Mobility’s Future: An investment Reality Check
A significant portion of the emissions related to the initial generation of raw materials can be reduced by substituting recycled materials for virgin/primary ones. 15 to 25 percent2 of industrial emissions can be reduced by replacing 30 percent of primary material with recycled material. Nevertheless, using recycled materials has a number of drawbacks, not the least of which being the fact that end-of-life (EOL) collection is still in its infancy and it is challenging to produce an automotive-grade materials stream. In addition, a number of businesses want to use recycled materials to meet their decarbonisation goals, which will cause supply constraints and increased costs for a number of recovered products.
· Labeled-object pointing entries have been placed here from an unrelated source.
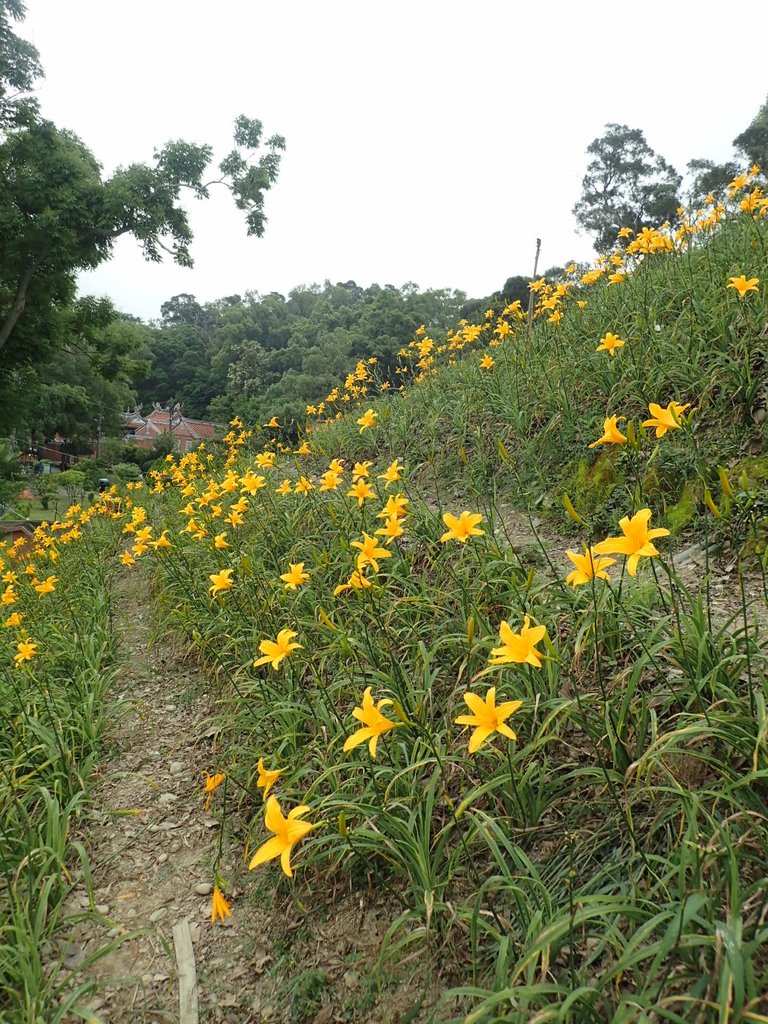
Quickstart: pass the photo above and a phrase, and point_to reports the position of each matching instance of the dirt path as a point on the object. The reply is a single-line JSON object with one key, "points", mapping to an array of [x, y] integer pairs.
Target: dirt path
{"points": [[152, 847], [152, 844]]}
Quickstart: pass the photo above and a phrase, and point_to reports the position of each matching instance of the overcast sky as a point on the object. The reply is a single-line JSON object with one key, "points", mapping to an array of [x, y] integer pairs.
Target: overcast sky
{"points": [[427, 140]]}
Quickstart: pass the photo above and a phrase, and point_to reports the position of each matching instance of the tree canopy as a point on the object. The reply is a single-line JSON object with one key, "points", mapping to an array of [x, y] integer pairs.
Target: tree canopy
{"points": [[627, 184]]}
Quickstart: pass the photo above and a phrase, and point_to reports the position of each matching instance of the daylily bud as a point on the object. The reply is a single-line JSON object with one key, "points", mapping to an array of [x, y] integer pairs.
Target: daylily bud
{"points": [[725, 483], [571, 511], [711, 504]]}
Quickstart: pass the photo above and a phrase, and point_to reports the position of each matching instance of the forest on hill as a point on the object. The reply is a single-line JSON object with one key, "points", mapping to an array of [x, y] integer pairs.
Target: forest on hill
{"points": [[72, 364]]}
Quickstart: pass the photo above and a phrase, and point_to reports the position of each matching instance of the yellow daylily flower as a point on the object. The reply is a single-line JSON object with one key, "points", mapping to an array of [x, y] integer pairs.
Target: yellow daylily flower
{"points": [[487, 718]]}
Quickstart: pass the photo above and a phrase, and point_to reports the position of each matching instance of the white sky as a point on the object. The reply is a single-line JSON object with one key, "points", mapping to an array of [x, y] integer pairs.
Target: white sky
{"points": [[427, 140]]}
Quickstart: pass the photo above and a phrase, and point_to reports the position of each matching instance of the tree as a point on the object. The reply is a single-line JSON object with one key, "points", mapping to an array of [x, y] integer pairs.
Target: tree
{"points": [[19, 66], [57, 216], [753, 141], [627, 184], [707, 178]]}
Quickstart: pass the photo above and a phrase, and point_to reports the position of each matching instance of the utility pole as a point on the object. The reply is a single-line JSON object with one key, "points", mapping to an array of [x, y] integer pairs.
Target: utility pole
{"points": [[530, 292]]}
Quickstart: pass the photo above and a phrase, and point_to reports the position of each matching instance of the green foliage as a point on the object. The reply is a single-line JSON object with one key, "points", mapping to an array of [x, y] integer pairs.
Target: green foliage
{"points": [[73, 481], [51, 719], [19, 67], [46, 488], [707, 178], [10, 468], [256, 353], [753, 141], [126, 471], [627, 184]]}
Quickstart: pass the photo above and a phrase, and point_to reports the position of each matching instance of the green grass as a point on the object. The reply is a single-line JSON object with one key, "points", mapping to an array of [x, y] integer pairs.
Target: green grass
{"points": [[608, 864]]}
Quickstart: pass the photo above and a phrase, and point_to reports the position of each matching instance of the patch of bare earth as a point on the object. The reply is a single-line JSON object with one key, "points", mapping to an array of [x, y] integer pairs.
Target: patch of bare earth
{"points": [[152, 847]]}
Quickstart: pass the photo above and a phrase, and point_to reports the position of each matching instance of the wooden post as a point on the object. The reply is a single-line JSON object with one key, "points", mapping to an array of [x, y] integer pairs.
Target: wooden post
{"points": [[530, 293], [187, 976]]}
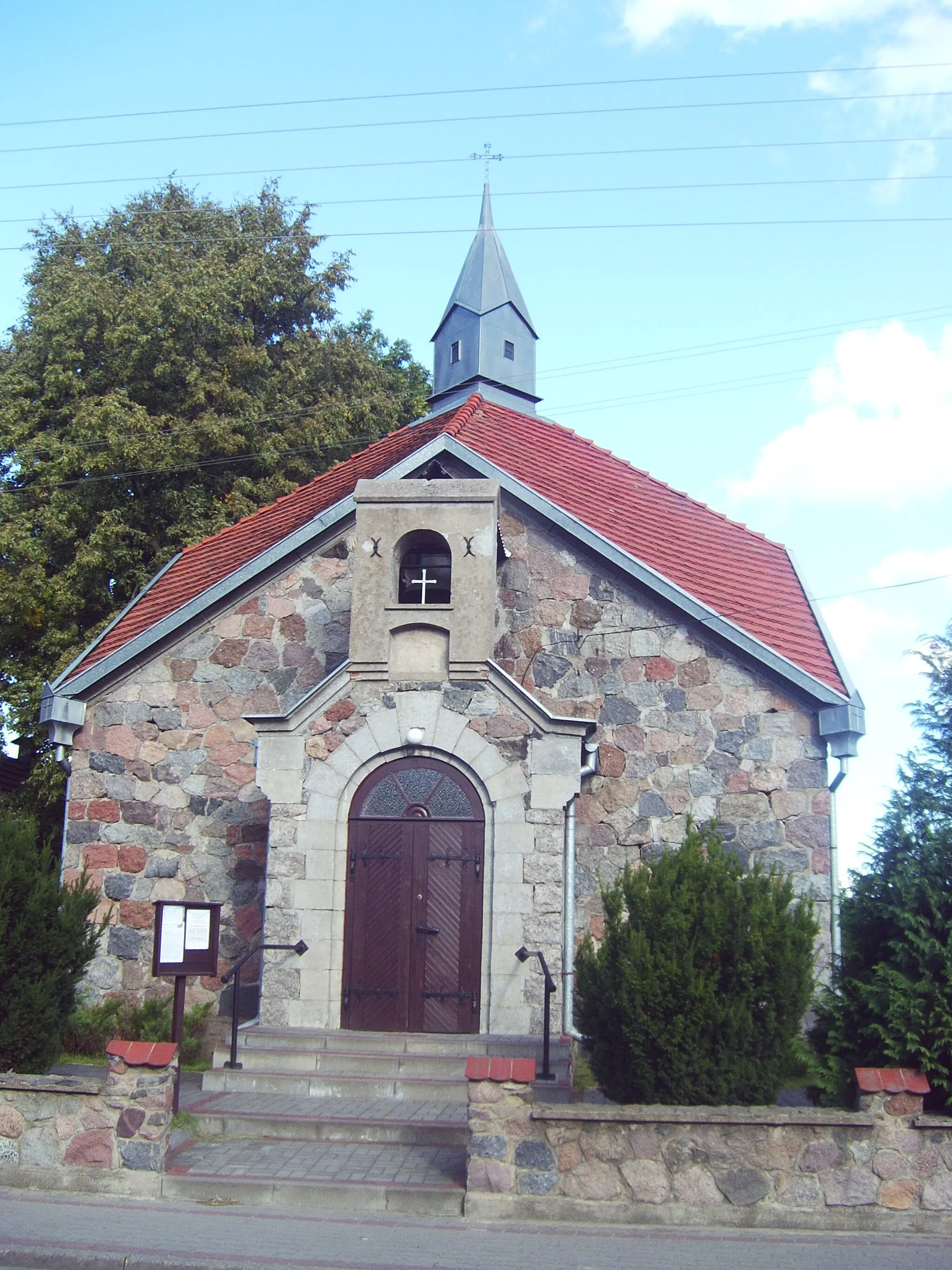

The transition from current manufacturing processes to those that completely prevent CO2e emissions—rather than collecting or lowering them—will necessitate considerable expenditures in plants and equipment, whereas switching power resources is straightforward. In the coming ten years, a reliable market for green products and long-term agreements between suppliers and customers would help to solve this challenge.
Although more steps need to be made, electric vehicles are on the horizon and we are moving in the right direction to decarbonize the transportation industry. Our industry is undergoing a revolution at an unheard-of rate. It also cuts across sectorial lines, engaging players in the energy, infrastructure, mobility, and automotive industries. While a significant issue, it gives a big potential for both established businesses and newcomers to assume a leading position in developing new multi-billion dollar sectors and jobs. By cutting-edge technology and carefully planned mobility reform, the goal will be to combine sustainability with economic feasibility. India may become a global role model because to its diverse mobility landscape, emphasis on sustainability, and established technological leadership. To meet the demand for local passenger EV batteries, India will need to construct an estimated 24 new battery gig factories. By 2030, there will be more than 70 million EVs on the road, necessitating extensive installation of public chargers and maintenance services. The demand for EV charging requires a 5% increase in renewable electricity output.